Ripinsky weather station provides data on mountain conditions

Snow caps Mount Ripinsky in Haines in November.
Snow caps Mount Ripinsky in Haines in November. (Photo by John S. Hagen)

If you’re heading into the mountains around Haines this winter, you’ll now have a better idea of what the conditions are like before going out. A weather station installed on Mt. Ripinsky last month is now transmitting data back to the web for anyone to use.

A volunteer crew helped carry around 200 pounds of equipment up Mt. Ripinsky on a sunny September day.

“We’ve been planning this project for about a year and the idea has been in the works for several years,” says Erik Stevens, director of the Haines Avalanche Information Center, which is affiliated with the Alaska Avalanche Information Center. With help from volunteers, he assembled the equipment into a weather station just below tree line at 2,600 ft.

“It’s an alpine weather station,” says Stevens. “It has temperature, wind speed and direction, rainfall and snow depth is what it measures.”

Then, that data is transmitted to the center’s website.

Stevens says the new weather station is useful for a few different reasons.

“One is just safety and preparedness,” says Stevens. “When you’re going out hiking or climbing or skiing on the mountain it’s really good to know what the conditions are like up there before you go out.”

It’s also important for avalanche forecasting.

“So it helps us kind of calibrate our forecast of what we expect to happen for the day and what we think happened overnight,” says Stevens.

There are three areas that the Haines Avalanche Information Center keeps an eye on.

“We call them forecast zones,” says Stevens. “They’re different because the climate is distinctly different in each of these areas. There’s still micro-climates within these areas but in general, the weather is pretty similar within each zone.”

The area closest to town is the Lutak Zone.

“And that’s basically a maritime area right above Haines,” says Stevens. “Mt. Ripinsky, Seven Mile Saddle, 3920, Tukgahgo, around Chilkoot Lake, that’s the Lutak Zone.”

That’s where the new weather station is. As you go further north there’s the Transitional Zone and the Chilkat Pass Zone.

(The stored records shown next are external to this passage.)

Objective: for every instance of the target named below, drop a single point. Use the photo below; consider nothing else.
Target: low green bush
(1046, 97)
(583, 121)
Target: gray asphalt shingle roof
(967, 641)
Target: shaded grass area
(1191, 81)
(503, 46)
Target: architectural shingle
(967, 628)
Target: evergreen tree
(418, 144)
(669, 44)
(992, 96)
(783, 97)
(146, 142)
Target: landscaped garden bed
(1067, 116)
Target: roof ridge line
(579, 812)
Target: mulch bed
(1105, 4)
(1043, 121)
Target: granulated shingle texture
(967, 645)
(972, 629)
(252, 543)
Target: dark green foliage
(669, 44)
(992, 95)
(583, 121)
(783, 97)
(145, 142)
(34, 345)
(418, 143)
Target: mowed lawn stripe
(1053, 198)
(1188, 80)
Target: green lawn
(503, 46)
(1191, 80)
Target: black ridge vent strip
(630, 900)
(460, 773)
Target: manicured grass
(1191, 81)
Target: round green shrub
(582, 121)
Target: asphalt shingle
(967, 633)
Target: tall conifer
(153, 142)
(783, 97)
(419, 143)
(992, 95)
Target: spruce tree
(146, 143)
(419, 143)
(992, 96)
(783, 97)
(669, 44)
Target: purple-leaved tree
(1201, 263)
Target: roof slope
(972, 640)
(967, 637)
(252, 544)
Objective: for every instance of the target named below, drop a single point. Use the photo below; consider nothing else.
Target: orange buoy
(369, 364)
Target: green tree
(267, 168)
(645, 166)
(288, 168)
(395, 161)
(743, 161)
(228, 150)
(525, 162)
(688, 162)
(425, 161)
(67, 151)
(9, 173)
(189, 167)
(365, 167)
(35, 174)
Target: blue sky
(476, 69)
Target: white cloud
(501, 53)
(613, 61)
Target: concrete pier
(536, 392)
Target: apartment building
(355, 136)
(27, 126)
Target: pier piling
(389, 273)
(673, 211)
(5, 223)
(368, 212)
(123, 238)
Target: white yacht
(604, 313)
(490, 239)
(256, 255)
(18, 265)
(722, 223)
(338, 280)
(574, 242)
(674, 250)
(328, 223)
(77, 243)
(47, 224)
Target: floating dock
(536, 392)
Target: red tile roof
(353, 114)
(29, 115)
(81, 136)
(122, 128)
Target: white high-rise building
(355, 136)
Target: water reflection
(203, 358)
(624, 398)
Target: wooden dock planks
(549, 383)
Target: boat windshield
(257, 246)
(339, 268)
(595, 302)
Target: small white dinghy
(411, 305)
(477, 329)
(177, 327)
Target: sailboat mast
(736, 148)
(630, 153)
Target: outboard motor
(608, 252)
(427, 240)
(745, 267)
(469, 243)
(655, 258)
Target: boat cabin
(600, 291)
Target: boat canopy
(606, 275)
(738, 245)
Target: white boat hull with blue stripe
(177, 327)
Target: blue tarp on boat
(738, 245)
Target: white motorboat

“If you go a little more interior up the highway you get to the Transitional Zone,” says Stevens. “That includes Takhin Ridge, Old Faithful, Flour Mountain, Four Winds, that kind of interior area. Then if you keep going up into the pass, up into BC, that’s the Chilkat Pass Zone. And that’s a much more continental climate, a lot colder and windier, and often a lot more dangerous.”

Stevens says he hopes to eventually have weather stations covering all three forecasting areas. Avalanche information is important for safety. In this region, there have been five avalanche-related deaths in as many years.

“Ideally yeah, we would have a weather station in each zone,” says Stevens. “The more data the better. There’s also some data from the Palmer project. Constantine Mineral Resources has some data up the highway that we have access to. We’re definitely getting there. We’re much more data-rich then we were when we started out six years ago.”

This project was funded with grants from the Chilkat Valley Community Foundation and the Rasmuson Foundation, in addition to private donations of money and used equipment.

“We’ll be looking to upgrade that equipment and replace it as time goes on,” says Stevens. “But for now we’ve got something up and running and we’re really excited about that.”

Stevens says there could be some interruptions in the data going up on the website as they work out some technical issues. Otherwise, it’s all live on Alaskasnow.org.